“为什么又让他打一场!这叫星明的小子是给了你们多少好处费吗?”
“为什么这卑鄙的小子能一直重赛,能不能给那些海选淘汰的选手一次机会?!”
观众根本没法得知实时的赛程,对于不爽的人就逮到什么看不惯的事就骂什么,毫不讲道理:
“洛夫托尔家族是哪里的名门贵族,这又是哪个含着金汤匙出生的小王八羔子!”
他们根本不知道为什么星明会又打一场。
不懂星明其实是成绩合格,但大伙想让他不合格,而又来了一次。
反正他们也仅仅只是觉得他卑鄙,想要谴责,用什么理由都无所谓。
山呼海啸般的、凝聚了所有不满与鄙夷的辱骂。
“洛夫托尔我记得是村庄的名字啊?”
“难不成这是村长家的卑鄙小子?”
“只会躲在笼顶的懦夫!你的村子会为你而羞愧!”
不管是家族还是村子都无所谓,只是捆绑在一起宣泄对星明的不满。
为骂星明的话的丰富度多一个名词做前缀。
“大伙都带好睡袋了吗?!对付一只没有受伤的影豹,他绝对要在棚顶挂上一宿!硬生生把影豹熬困再偷袭!”
观众们甚至不知道这场加赛,他就在棚顶挂上十分钟便能获得胜利,根本不需要战胜影豹。
星明向前踱步的过程中,右手虚空一握,一柄纯粹由凝练星能构成的十字长剑瞬间在他手中成型。
更多的星能从他的身体里疯狂涌出,在林间树梢之中幻化出更多的星剑,如同一位位光所幻化成蹲伏在高处的刺客。
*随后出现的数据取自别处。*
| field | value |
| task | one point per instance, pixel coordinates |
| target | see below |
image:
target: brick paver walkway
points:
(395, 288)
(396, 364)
那因长时间昏睡而对环境恐惧的影豹,此刻因血腥气而被完全唤醒了战斗本能,并察觉到了危险。
“吼!!!”
木笼里的氛围如同一点就炸的火药桶。
按照之前对星明的理解,观众认为他现在应该挂在棚顶,而不是像现在这样。
“飞啊!飞到天上去啊!”
“装模作样拔什么剑!你也会用剑吗?别又是你那套下三滥的光球把戏吧?!”
“以为拿把光剑就能装剑士了?”
“看!他手在抖!果然只是个靠诡计的家伙,估计现在只是在装给我们看呢!”
星明握剑的手确实微微颤抖着,但那并非恐惧,而是过分催动体内汹涌星能所造成的情况。
十字星如同空间裂开的缝隙一样,加速在各处浮现。
至于那些观众想看的他吊在棚顶的画面。。。。。。。很可惜不会再看到了。
面对那些想拖他下水的冒险家所提到的不公,星明选择自加一条这场有他的加赛的规则:
双脚不离地。
这是自断翅膀。
当他自定这条规则,他便也不纯粹。
就像安想要很多所以才会跟影豹正面对决。
就像那群人想要获得荣誉,所以被淘汰一样。
星明不是总能摆出那副冷漠样子像是蛛魔一样吊在天空。
那些鄙夷的话只是点燃了星明一丝不甘的火星,可洛夫托尔这四个字如同浇上了滚油。